There are indeed many consequences of the end of Pax Americana. One of the most conspicuous is the rise of jingoism in Japan in recent decades, in which the Japanese Government openly wishes to discard the historical views upon which peoples in East Asia and the United States built mutual understanding, and to return to the Cold War policy of containment while resurrecting the glorious image of the Japanese Empire that was supposed to have perished at the end of the war.
We will discuss the end of Pax Americana in the western Pacific from the following problematics.
1) The American hegemony served as the environment to foster a number of new nation-states to emerge in East Asia. But, how could nationalisms of these nations be nurtured and sustained by such global hegemony, which was colonial in nature even though the United States has persistently insisted on its anti-colonial posture?
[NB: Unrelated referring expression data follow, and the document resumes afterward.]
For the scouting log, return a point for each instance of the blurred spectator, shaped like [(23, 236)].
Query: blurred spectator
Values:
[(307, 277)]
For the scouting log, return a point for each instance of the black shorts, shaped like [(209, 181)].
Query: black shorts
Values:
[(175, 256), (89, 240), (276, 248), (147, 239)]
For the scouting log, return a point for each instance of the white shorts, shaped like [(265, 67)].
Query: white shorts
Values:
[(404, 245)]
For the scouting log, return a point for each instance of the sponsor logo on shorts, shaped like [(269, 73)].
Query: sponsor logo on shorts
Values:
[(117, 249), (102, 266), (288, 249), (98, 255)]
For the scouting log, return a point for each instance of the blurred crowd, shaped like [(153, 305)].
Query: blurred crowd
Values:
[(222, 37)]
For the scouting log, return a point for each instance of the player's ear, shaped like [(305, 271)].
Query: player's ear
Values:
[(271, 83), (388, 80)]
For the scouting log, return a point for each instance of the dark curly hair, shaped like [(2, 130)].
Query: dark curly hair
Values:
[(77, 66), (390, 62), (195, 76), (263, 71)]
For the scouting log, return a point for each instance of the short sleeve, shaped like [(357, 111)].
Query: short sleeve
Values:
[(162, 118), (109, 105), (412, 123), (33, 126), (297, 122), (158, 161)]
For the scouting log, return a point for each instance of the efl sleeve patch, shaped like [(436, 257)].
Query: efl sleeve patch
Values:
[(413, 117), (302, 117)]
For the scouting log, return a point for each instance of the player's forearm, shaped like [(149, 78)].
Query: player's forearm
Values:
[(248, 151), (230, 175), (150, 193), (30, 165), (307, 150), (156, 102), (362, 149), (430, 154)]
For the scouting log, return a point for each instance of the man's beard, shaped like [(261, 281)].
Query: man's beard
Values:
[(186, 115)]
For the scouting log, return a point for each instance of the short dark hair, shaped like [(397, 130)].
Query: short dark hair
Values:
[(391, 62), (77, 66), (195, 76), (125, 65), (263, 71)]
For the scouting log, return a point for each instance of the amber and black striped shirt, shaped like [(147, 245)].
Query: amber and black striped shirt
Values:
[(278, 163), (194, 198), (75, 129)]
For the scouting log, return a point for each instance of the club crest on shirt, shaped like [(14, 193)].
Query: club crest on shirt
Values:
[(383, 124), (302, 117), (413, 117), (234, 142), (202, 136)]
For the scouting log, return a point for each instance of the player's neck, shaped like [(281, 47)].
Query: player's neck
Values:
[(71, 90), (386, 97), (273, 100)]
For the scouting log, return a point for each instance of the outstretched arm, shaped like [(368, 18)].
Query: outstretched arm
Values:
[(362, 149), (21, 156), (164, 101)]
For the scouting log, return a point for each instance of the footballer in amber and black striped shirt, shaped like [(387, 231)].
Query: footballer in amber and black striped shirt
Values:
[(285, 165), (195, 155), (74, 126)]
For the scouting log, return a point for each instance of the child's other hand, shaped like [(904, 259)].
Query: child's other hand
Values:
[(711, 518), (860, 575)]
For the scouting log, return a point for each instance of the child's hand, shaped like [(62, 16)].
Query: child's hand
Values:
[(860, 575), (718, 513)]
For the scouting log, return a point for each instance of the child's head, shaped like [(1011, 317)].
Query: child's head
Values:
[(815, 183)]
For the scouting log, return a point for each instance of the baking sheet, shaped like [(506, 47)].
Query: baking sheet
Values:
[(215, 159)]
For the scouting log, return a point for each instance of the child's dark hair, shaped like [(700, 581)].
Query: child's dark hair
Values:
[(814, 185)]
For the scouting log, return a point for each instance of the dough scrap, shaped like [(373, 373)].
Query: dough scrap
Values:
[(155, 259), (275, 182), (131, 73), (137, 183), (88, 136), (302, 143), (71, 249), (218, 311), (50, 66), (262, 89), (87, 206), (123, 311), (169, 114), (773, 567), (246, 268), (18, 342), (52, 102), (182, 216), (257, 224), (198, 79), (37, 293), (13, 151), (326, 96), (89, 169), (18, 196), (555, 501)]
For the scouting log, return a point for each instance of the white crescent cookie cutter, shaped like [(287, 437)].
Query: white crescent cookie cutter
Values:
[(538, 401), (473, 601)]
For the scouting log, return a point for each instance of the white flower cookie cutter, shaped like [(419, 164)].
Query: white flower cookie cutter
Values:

2) When Japan was defeated at the end of WWII, a consensus was established, not only within the Japanese nation but also among peoples of East Asia, that Japanese Imperialism was the reason why Asian peoples could not accept Japanese domination. How could the glorious image of the Japanese Empire be allowed to persist within Japan under Pax Americana?
3) How should they denounce and disqualify the revisionist history of East Asia as promoted by the Japanese Government in recent years? In this respect, the problem of the Comfort Women is crucial. How can peoples of East Asia forge historical narratives that can recognize the many victims of the past and criticize atrocities committed by colonial powers?